VLBI properties of compact interplanetary scintillators detected by the Murchison Widefield Array

TL;DR

This study demonstrates that interplanetary scintillation (IPS) combined with VLBI observations effectively identifies compact radio sources, revealing correlations between compactness and scintillation strength, and offers a time-efficient alternative to high-resolution imaging.

Contribution

It provides the first systematic analysis linking IPS-detected sources with VLBI measurements, establishing a correlation between compactness and scintillation index for non-blazar sources.

Findings

Strong correlation between VLBI compactness index and scintillation index in non-blazar sources.

Blazars exhibit high compactness and high scintillation, confirming their known compact nature.
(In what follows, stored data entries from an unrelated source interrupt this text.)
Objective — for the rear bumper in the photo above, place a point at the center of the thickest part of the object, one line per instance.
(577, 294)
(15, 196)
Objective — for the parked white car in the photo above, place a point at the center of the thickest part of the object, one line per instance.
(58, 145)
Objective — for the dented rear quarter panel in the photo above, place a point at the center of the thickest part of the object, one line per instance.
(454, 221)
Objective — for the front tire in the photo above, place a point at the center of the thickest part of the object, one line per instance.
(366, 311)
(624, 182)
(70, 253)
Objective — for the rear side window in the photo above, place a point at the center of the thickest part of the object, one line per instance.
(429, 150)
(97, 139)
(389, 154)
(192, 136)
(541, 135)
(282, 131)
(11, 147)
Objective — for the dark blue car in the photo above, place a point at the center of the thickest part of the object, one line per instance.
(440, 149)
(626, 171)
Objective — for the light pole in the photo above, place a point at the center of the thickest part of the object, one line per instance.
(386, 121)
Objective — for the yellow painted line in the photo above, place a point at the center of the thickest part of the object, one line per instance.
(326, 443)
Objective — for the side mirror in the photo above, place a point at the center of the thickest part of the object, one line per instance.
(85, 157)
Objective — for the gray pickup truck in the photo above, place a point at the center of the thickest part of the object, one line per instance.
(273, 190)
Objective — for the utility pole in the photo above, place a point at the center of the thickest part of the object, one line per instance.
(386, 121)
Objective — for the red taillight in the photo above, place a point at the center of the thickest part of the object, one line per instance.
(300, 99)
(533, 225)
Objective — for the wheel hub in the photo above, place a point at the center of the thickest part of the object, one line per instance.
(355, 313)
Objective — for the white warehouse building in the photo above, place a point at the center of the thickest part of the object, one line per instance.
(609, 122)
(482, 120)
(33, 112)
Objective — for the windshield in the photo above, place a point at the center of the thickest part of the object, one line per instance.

IPS can efficiently identify compact radio sources without extensive high-resolution imaging.

Abstract

Interplanetary scintillation (IPS) provides an approach for identifying the presence of sub-arcsec structures in radio sources, and very long baseline interferometry (VLBI) technique can help verify whether the IPS sources have fine structures on milli-arcsec (mas) scales. We searched the available VLBI archive for the 244 IPS sources detected by the Murchison Widefield Array at 162~MHz and found 63 cross-matches. We analysed the VLBI data of the 63 sources and characterised the compactness index in terms of the ratio $R$ of the VLBI-measured flux density at 4.3~GHz to the flux density estimated using the Very Large Array Sky Survey (VLASS) at 3~GHz and NRAO VLA Sky Survey (NVSS) at 1.4~GHz ($S_{\rm VLBI}/S_{\rm SA}$). Eleven sources are identified as blazars according to their flat spectra and strong variability. They show high compactness indices with $R>0.4$, compact core-jet structure, and a broad distribution of normalised scintillation index (NSI). Other sources show diverse morphologies (compact core, core and one-sided jet, core and two-sided jets), but there is a correlation between $R$ and NSI with a correlation coefficient $r=0.47$. A similar $R$--NSI correlation is found in sources showing single steep power-law or convex spectra. After excluding blazars (which are already known to be compact sources) from the VLBI-detected IPS sources, a strong correlation is found between the compactness and scintillation index of the remaining samples, indicating that stronger scintillating sources are more compact. This pilot study shows that IPS offers a convenient method to identify compact radio sources without the need to invoke high-resolution imaging observations, which often require significant observational time.